I would love to be self-isolating right now, but I work a transportation sector job that requires my physical presence, and I’m basically essential staff for an essential service. I keep watching my employers engage in a dizzying array of half-measures, one after another. First, they wanted everyone to wear nitrile gloves in public spaces. Then, they had them starting to spray disinfectant everywhere, almost pointlessly. It’s no use. It’s an airborne virus. Most people will pick it up from droplets or aerosols, not touching fomites. The moment a decontaminated room is occupied by infected people again, it’s instantly contaminated.
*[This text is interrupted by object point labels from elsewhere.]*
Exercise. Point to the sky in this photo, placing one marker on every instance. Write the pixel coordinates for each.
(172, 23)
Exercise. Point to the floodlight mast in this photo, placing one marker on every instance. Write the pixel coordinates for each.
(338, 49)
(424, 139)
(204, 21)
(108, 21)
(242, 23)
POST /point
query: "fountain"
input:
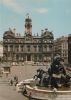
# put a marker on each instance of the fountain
(53, 83)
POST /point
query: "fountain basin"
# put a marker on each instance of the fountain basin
(43, 94)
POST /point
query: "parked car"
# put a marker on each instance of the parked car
(21, 85)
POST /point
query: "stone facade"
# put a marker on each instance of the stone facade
(69, 49)
(25, 48)
(61, 48)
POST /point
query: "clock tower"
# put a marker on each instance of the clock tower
(28, 25)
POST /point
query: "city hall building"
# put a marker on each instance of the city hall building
(17, 48)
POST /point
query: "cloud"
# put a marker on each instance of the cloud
(13, 5)
(41, 10)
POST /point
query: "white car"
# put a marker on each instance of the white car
(20, 86)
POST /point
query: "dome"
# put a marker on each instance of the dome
(9, 33)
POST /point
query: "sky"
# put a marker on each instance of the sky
(52, 14)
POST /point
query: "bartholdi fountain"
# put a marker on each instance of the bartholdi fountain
(53, 83)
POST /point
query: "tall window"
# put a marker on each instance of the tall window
(35, 48)
(22, 48)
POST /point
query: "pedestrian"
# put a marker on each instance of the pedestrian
(30, 97)
(11, 82)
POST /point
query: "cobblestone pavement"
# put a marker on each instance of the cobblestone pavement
(8, 92)
(23, 72)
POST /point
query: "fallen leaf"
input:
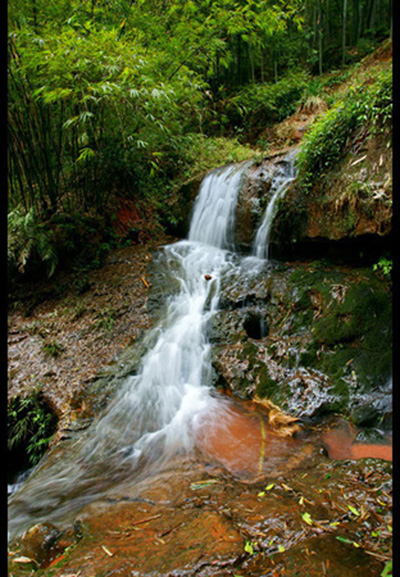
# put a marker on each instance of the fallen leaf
(23, 559)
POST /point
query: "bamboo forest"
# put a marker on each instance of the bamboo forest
(199, 263)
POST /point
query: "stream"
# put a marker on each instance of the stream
(170, 409)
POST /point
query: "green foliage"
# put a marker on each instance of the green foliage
(30, 426)
(29, 240)
(388, 569)
(53, 348)
(117, 98)
(384, 266)
(329, 138)
(260, 105)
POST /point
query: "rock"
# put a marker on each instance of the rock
(325, 345)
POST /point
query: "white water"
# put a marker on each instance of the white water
(157, 412)
(283, 177)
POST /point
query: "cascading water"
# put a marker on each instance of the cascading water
(283, 177)
(157, 412)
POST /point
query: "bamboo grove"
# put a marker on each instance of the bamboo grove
(114, 96)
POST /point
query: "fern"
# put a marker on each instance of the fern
(28, 241)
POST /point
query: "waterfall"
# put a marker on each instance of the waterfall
(157, 412)
(284, 175)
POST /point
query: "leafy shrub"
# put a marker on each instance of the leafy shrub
(30, 427)
(262, 104)
(29, 241)
(330, 135)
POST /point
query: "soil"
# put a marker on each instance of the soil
(64, 333)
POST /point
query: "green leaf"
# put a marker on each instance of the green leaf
(354, 510)
(307, 518)
(388, 569)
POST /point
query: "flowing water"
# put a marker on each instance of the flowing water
(170, 408)
(283, 177)
(158, 412)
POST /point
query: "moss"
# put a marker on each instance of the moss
(267, 387)
(30, 426)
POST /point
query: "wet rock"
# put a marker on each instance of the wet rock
(325, 346)
(352, 200)
(39, 542)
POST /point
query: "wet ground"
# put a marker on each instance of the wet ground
(253, 500)
(248, 502)
(88, 315)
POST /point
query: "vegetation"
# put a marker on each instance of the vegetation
(31, 425)
(364, 105)
(120, 99)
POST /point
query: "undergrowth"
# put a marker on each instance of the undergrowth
(30, 426)
(329, 138)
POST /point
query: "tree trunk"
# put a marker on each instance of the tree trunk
(344, 31)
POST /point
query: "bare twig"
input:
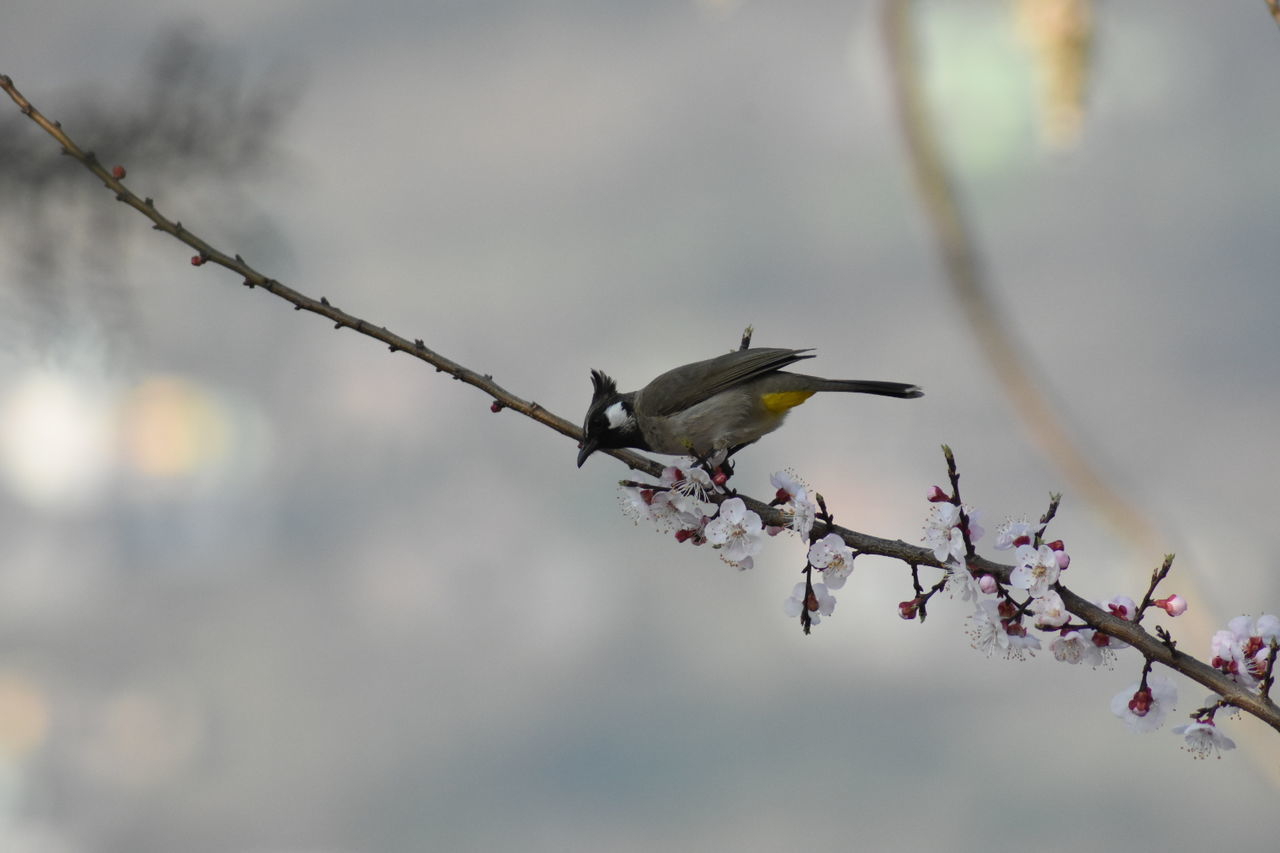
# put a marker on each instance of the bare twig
(963, 267)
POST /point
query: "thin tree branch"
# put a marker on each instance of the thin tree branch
(1148, 646)
(963, 267)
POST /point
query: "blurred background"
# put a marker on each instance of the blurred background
(268, 588)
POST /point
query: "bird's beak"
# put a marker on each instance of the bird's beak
(589, 447)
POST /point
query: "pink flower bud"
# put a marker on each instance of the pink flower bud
(1141, 702)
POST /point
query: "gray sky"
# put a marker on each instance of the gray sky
(269, 588)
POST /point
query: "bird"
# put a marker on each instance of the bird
(707, 407)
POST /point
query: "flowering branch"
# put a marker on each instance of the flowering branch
(705, 511)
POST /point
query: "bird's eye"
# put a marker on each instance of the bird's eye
(616, 415)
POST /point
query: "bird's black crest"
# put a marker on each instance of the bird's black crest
(603, 384)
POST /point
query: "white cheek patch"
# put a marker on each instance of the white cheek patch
(617, 415)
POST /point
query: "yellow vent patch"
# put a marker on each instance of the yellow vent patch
(784, 400)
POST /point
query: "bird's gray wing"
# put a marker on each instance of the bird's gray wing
(690, 384)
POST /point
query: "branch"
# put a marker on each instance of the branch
(1151, 647)
(208, 254)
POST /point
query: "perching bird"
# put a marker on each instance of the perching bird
(722, 404)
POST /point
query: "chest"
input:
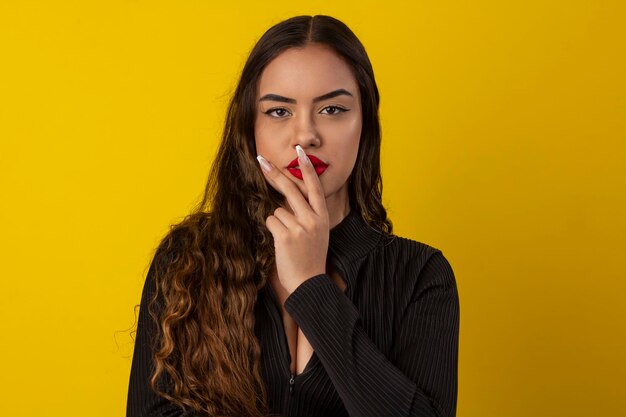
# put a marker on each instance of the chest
(300, 350)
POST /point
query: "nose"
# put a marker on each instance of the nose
(305, 133)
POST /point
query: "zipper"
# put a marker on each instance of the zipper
(284, 345)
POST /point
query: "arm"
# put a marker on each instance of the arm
(142, 400)
(420, 376)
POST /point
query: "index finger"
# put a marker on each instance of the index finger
(285, 186)
(317, 200)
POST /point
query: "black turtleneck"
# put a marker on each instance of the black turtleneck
(388, 346)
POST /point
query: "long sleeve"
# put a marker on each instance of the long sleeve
(142, 401)
(420, 376)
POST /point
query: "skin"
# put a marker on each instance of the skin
(330, 129)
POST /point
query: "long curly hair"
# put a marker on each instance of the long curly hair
(211, 265)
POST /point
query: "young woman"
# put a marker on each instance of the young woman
(285, 291)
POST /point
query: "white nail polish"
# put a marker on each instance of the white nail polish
(264, 164)
(304, 160)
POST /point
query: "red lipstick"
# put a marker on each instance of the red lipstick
(319, 165)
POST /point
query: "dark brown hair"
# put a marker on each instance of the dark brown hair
(210, 266)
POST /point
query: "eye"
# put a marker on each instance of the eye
(333, 110)
(277, 112)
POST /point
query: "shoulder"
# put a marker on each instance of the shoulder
(419, 266)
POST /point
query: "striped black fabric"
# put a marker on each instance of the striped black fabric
(388, 346)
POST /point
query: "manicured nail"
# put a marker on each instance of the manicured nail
(264, 164)
(304, 160)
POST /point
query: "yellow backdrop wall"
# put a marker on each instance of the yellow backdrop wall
(504, 145)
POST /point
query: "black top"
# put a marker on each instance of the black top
(388, 346)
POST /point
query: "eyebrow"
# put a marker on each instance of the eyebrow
(332, 94)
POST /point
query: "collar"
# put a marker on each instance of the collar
(350, 240)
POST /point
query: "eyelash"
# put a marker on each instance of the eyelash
(339, 110)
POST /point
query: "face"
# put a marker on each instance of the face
(310, 97)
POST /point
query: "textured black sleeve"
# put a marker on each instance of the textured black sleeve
(142, 401)
(421, 380)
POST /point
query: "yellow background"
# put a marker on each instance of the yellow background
(504, 145)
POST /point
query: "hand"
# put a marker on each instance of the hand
(301, 238)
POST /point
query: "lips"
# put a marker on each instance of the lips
(319, 165)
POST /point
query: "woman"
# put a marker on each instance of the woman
(285, 291)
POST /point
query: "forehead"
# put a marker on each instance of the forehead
(307, 72)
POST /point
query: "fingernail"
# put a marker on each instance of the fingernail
(304, 160)
(264, 164)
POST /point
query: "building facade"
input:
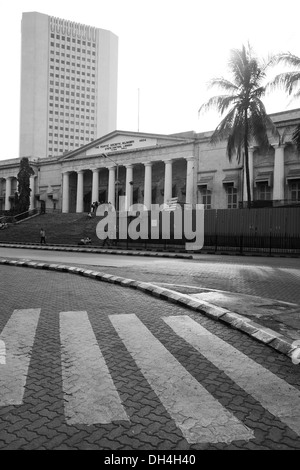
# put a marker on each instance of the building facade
(153, 168)
(68, 85)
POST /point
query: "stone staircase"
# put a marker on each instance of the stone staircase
(65, 229)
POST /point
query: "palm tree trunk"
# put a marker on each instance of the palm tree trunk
(246, 162)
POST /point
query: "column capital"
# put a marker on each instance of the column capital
(278, 145)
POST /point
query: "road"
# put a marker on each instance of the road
(171, 379)
(274, 278)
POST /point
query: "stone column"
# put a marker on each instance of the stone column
(245, 198)
(7, 193)
(95, 185)
(32, 192)
(111, 185)
(148, 185)
(65, 193)
(189, 195)
(278, 185)
(79, 199)
(129, 187)
(168, 181)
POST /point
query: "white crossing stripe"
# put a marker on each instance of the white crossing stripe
(274, 394)
(195, 411)
(90, 395)
(18, 337)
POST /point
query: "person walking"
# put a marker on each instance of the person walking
(43, 236)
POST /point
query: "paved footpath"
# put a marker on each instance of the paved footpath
(91, 365)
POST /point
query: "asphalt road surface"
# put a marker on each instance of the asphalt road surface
(88, 365)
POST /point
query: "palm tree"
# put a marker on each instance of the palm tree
(247, 118)
(290, 81)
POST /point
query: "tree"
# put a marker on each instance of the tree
(247, 118)
(290, 81)
(24, 185)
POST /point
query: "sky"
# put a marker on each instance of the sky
(168, 51)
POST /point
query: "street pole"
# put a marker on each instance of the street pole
(116, 191)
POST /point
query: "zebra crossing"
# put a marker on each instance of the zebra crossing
(91, 396)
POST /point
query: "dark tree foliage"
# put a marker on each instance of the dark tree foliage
(246, 117)
(24, 186)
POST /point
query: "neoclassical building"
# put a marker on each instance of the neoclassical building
(153, 168)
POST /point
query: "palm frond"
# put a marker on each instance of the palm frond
(286, 58)
(221, 103)
(221, 82)
(287, 80)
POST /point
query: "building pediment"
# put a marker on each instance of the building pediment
(121, 141)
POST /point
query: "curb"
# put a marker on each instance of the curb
(155, 254)
(263, 334)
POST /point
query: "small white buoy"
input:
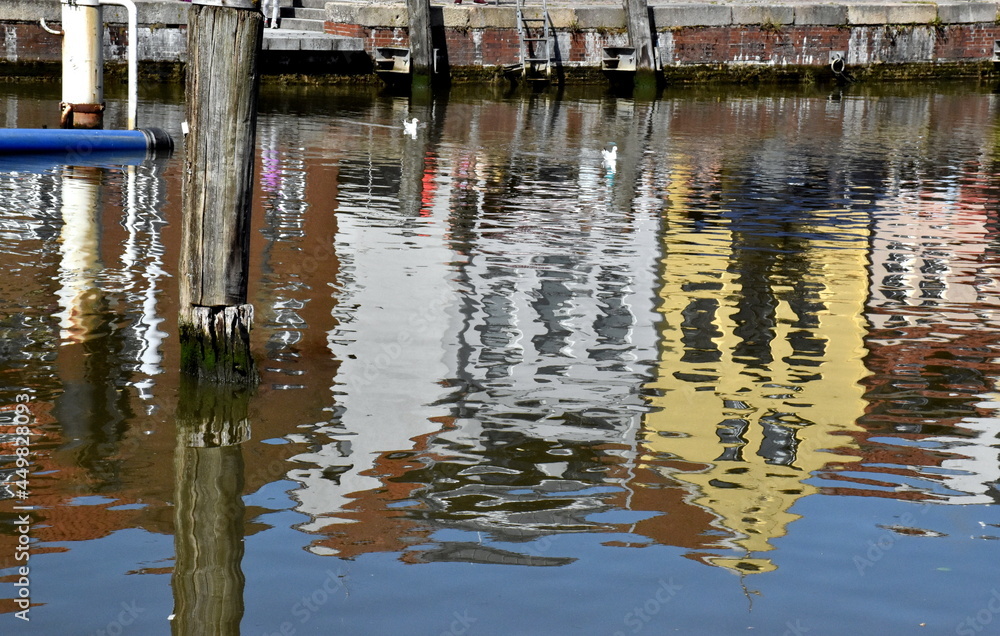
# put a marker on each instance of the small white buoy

My father used to be into live steam as a hobby, building model steam engines. Modern technology has many important building blocks. If we don’t have access to precision casting or CNC mills, we would need to relearn more primitive methods of metalworking. Blacksmithing, filing, fitting, and machining and welding parts by hand. Tools like the file, hand drill, wheeling machine, and so on, would become extremely valuable. A recent post-apocalypse after a pandemic would be a paradise full of scrap metal and tons of valuable resources. Think of all the abandoned cars. That’s one of the reasons why I never really thought very much of most post-apocalypse stories; the survivors often leave tons of very valuable materials untouched, and there are always ruins and wasted land everywhere, even if there is plenty of untapped labor available to clear the rubble and start over. When I reached the Institute in Fallout 4, my first reaction was “Are you kidding me? If you have all this, then why haven’t you scrapped all those steel structures on the surface and built prefab shelters for people to live in?”

An understanding of biology and medicines is important, but also primitive medicines like herbal medicines, substances that can be used as antiseptics and stimulants, et cetera. Herbalism is often inferior in terms of effectiveness to modern synthetic drugs, but hey, you have to take what you can get. Metalworking, basic agriculture and crop rotation, the creation and use of various basic hand tools, etc.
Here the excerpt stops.